Social philosophy is the philosophical study of questions about social behavior (typically, of humans). Social philosophy addresses a wide range of subjects, from individual meanings to legitimacy of laws, from the social contract to criteria for revolution, from the functions of everyday actions to the effects of science on culture, from changes in human demographics to the collective order of a wasp's nest. In Social Philosophy the main concepts will be 'property', 'distributive justice' and 'the state'. The purpose of Social Philosophy allows students to critically assess proposed solutions to philosophical problems, initiated by the idea that knowledge and values are relative to a method of investigation, a 'form of life', or design of society. Students will encounter different philosophical positions, giving them the opportunity to experiment with a whole range of new ideas and to use their critical skills in comparing the different positions.
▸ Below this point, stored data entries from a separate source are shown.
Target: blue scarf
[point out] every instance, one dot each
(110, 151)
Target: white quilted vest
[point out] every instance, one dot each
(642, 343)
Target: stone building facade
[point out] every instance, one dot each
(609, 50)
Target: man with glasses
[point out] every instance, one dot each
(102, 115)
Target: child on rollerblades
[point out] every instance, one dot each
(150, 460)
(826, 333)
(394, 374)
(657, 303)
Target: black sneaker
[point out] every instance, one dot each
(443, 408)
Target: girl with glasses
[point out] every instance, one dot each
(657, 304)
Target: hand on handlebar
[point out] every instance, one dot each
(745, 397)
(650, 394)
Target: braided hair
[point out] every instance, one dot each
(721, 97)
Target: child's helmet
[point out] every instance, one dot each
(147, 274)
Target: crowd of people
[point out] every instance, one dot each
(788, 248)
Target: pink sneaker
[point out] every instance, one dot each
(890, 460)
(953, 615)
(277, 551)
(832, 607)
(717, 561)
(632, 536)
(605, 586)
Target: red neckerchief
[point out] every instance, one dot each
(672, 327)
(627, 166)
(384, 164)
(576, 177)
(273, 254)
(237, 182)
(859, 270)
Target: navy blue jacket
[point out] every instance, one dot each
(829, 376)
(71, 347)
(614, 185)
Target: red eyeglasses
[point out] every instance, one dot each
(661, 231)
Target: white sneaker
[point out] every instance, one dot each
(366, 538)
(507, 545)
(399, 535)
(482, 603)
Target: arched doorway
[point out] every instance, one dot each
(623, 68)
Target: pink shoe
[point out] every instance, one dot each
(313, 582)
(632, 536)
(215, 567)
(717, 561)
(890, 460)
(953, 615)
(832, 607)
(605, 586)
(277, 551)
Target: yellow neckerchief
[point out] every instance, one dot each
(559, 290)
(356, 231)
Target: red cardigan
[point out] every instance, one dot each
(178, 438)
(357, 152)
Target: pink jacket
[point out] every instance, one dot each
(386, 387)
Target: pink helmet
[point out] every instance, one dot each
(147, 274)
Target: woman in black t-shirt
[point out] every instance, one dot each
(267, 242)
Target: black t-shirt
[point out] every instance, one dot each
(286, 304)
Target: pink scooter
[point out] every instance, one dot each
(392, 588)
Students will gain an understanding of the following concepts: scientific method, positivism, induction, deduction, verification, falsification, corroboration, theory-ladeness of observation, paradigm, anomaly, incommensurability, scientific revolution, scientific relativism, cultural relativism, form of life, hypothetico-deductive explanation, Verstehen, hermeneutics, game theory, prisoner's dilemma, Leviathan, cooperation, culture, sociobiology, evolutionary stable state, leash principle, and determinism.
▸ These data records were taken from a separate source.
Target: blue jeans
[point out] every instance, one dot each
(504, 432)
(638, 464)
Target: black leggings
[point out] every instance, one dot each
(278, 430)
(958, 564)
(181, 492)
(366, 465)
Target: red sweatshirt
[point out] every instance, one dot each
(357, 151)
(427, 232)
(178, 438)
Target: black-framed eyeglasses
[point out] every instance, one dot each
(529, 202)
Social Philosophers: * Socrates
Socrates's contributions to philosophy were a new method of approaching knowledge, a conception of the soul as the seat both of normal waking consciousness and of moral character, and a sense of the universe as purposively mind-ordered. His method, called dialectic, consisted in examining statements by pursuing their implications, on the assumption that if a statement were true it could not lead to false consequences.